Distinguished as “systemic causation,” if not direct, in a post last week by cognitive linguistic researcher Dr. George Lakoff, even scientists previously skeptical of climate change at Berkley Earth, who are now able to make assessments as far back as 1753, are confident in the “clear agreement between global land ‐temperature rise and human-caused greenhouse gases.”
That’s the same year a 21-year-old George Washington rode across the Blue Ridge Mountains and the upper Shenandoah Valley as an ambassador for the British Crown on a mission to assess the intentions of and convey a warning to the French and their Native American allies along the border of what is now Ohio and Pennsylvania.
Following a route I also partially traveled on one of my four cross country trips over the last three years, Washington cut northwest at the Quaker village of Winchester and up through the Forks of the Ohio River, the site of present-day Pittsburgh.
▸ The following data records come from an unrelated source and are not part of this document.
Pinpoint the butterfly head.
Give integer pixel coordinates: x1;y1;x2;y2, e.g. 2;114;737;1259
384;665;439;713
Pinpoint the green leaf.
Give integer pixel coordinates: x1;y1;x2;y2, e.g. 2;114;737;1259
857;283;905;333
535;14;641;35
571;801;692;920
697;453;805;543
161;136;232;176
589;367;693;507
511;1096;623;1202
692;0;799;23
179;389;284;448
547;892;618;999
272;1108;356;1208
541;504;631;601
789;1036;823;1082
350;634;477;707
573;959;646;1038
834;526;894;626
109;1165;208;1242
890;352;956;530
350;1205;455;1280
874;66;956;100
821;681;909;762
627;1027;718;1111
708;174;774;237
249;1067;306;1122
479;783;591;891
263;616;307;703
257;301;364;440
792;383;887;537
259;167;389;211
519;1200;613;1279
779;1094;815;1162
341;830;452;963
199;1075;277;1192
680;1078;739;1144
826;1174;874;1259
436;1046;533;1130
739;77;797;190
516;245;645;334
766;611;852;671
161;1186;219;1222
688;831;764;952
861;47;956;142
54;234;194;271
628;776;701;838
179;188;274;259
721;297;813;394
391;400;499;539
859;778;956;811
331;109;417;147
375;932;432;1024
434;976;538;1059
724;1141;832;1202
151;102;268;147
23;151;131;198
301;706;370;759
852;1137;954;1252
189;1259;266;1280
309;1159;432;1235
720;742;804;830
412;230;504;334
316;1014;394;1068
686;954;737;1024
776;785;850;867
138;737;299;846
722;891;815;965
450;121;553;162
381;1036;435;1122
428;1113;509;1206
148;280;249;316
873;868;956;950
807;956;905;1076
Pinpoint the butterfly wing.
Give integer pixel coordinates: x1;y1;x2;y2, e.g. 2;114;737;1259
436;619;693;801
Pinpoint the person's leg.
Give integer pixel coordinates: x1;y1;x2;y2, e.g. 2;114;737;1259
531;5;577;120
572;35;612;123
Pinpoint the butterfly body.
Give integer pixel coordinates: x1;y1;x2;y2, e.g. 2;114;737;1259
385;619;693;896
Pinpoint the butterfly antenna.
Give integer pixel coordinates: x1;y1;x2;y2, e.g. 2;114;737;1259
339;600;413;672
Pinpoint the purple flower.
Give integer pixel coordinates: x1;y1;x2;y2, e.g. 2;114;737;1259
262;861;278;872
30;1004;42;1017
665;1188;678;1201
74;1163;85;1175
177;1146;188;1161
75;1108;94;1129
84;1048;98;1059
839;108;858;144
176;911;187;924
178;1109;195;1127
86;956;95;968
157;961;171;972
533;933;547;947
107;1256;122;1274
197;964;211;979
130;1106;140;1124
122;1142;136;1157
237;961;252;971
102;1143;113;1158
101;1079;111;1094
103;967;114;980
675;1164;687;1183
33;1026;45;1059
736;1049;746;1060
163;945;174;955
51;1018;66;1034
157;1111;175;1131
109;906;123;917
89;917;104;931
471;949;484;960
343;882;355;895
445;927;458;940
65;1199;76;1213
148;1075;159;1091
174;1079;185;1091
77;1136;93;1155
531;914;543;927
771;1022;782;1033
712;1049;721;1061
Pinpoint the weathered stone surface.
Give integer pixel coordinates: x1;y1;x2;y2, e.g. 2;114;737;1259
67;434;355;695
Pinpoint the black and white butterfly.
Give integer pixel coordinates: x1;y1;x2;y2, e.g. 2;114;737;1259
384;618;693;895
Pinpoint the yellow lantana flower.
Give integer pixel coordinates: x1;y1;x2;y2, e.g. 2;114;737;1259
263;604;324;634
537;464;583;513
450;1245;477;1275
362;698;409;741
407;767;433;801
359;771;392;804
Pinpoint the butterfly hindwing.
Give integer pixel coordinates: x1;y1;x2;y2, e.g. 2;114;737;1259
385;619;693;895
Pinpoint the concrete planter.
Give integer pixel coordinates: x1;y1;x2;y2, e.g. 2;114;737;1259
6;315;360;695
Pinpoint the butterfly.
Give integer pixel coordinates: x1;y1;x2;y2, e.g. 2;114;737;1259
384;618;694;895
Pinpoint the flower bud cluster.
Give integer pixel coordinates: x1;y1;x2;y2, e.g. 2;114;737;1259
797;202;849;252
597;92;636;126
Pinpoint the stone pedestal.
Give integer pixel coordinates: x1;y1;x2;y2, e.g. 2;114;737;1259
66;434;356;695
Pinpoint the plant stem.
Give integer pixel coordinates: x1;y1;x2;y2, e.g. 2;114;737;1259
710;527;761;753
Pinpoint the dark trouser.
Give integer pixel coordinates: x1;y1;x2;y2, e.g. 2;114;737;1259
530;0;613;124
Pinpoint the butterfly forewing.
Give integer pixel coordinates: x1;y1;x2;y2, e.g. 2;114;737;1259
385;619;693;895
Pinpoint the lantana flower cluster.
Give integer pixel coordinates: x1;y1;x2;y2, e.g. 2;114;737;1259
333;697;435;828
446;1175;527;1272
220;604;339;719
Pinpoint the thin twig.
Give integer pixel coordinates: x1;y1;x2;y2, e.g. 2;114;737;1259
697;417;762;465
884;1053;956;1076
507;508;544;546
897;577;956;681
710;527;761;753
The fall of 1753 was also when the first steam engine arrived in America. It doesn’t take a crash course in the Industrial Revolution to understand just how much that single machine has influenced our quality of life, but that doesn’t change the fact that we now need another revolution to ensure that quality of life for subsequent generations.
On Washington’s follow up mission in 1754, the first truly global war was ignited which led to the need for British taxes to fund it on this continent which in turn, led to the American War of Independence also led by Washington and the creation of the United States of America of which he was elected the first President.
As Americans were declaring independence, Scottish professor Adam Smith was publishing An Inquiry Into the Nature and Causes of the Wealth of Nations which upended the notion that wealth could only be achieved by hording and inspired instead our current market economy based on creating wealth.
Ironically, many inspired by Smith have turned to hording wealth and denial of climate change, while, according to public opinion polls, 75% of Americans support regulating greenhouse gases such as CO2 and 60% support revenue-neutral taxes on carbon.
By 3 to 1, Americans believe that protecting the environment “improves economic growth and creates new jobs, while just 17% cling to a notion described by David Jenkins, a Republican conservative and environmentalist (yes they do exist) that:
“we can dig up all of that sequestered carbon from bygone eras, burn it, and send it back into the atmosphere without consequence?”
Jenkins, an official with ConservAmerica then chided a fellow conservative that such a view “is as impious as it is imprudent. It is certainly not conservative.”
Given political will by those elected to office, there is obviously bipartisan support for the ideas promoted fourteen years ago in a book of just 89 pages plus appendix entitled Tax Shift – How to Help the Economy and Improve the Environment, co-written by Alan Thein Durning and a young Reed College research intern named Yoram Bauman.
The now-Dr. Bauman is an environmental economist who teaches at the University of Washington. He is even more famous as “the world’s first and only Stand-Up Economist.” Click here for his hilarious five minute explanation of economics textbook author and Harvard professor Dr. Gregory Mankiw’s (pronounced Mank-u) Ten Principals of Economics.
Revenue-neutral tax-shifting has already been shown to work over the last few years in British Columbia, Canada where it was implemented several years ago based on the recommendation of Bauman and others.
It is based on the economic principle that the way to get less pollution is to make polluting expensive. Revenue-neutral means shifting taxes off of things such as income and payroll and business while shifting them to things such as CO2 emissions.
Beginning in 2008, B.C. began a gradual revenue-neutral tax shift to carbon pollution in 2008 and an assessment four years later by a group of business, environmental, policy and academic leaders shows that it is working by reducing emissions far faster than elsewhere and without any negative effect on the economy there.
The B.C. experiment, while it must to likely be ratcheted up to have the intended impact, is well worth replicating in the United States. The carbon tax approach is also supported by Mankiw, an advisor on the economy to both President George W. Bush and Republican presidential-candidate Mitt Romney.
In a TED presentation, Bauman quotes conservative columnist George Will, who, when it was noted that he agreed with Al Gore on this issue, paraphrases a quote from 20th-century American newspaper humorist Don Marquis by quipping back that:
“an idea should not be held responsible for the people who believe in it.”